Black Ball Line History and Ephemera
The Black Ball Line operated one of the first Sail / Steam powered packet ships that offered regular passenger service between the ports of Liverpool, England and New York beginning in 1818. The service later expanded to include Boston and Philadelphia twice each month. Their reputation was for fast ships, excellent seamanship and often brutal treatment of low ranking seaman. By the 1880s, all of the packet ships were removed from regular passenger service and Black Ball Line faded into history.
Contracts for Passage
- 1859-03-16 Passenger Ticket for U.S. Packet Ship Yorkshire, New York to Bremen, Germany
Black Ball Line was owned by C. H. Marshall & Co. and served the North Atlantic trade.
The Black Ball Line
The packet ships treated their passengers well, judged, of course, by the standard of the time. The famous Black Ball Line and similar lines of ships must not be confused with the cargo tramps hired by emigration agent swindlers.
The Black Ball liner, James Baines, before leaving Portsmouth with troops for India, for wich service she had been chartered by the Government, was visited by Queen Victoria, who is said to have declared that she had no idea such a spleandid merchant ship was owned in her dominions.
The James Baines was 243 feet long and of 2093 tons register; her owners, Messrs Baines of Liverpool, also owned many other vessels famous in the annals of the sea.
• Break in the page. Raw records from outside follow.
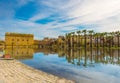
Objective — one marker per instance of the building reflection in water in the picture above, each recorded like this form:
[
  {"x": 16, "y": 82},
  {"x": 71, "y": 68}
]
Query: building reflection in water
[
  {"x": 80, "y": 57},
  {"x": 20, "y": 53},
  {"x": 86, "y": 57}
]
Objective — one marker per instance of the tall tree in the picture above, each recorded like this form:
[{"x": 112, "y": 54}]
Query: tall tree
[
  {"x": 78, "y": 32},
  {"x": 85, "y": 33},
  {"x": 91, "y": 34}
]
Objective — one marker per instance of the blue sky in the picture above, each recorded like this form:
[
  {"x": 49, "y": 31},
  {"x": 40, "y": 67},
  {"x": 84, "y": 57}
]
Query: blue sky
[{"x": 51, "y": 18}]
Two of these, the Lightning and the Chapmpion of the Seas, were among the smartest clippers ever built. When the James Baines had all her sails set, the whole numbered thirty-six, and she carried three skysails and a moonscraper; the last tiny kite has long become only a tradition in ships.
This was the kind of vessel that only forty years ago occupied the pride of place in our merchant service, now filled by the Cunarder or White Star steamer of 12,000 tons and twenty-knot speed. Many of the famous Black Ballers remained afloat until quite recently, ending their days under a foreign flag or as colliers, but the James Baines was spared this ignoble ending -- she was burned while in dock at Liverpool in 1858. The traditions of the line have been perpetuated in sea song and story, and even now occasionally can be heard a capstan shanty singer rolling out as the anchor is being weighed :-
"In the Black Ball Line I served by time,
Oh rise and shine in the Black Ball Line."
Walter Jeffery, "The Black Ball Line." In A Century of Our Sea Story, London, John Murray, Albemarle Street, 1900, P. 129.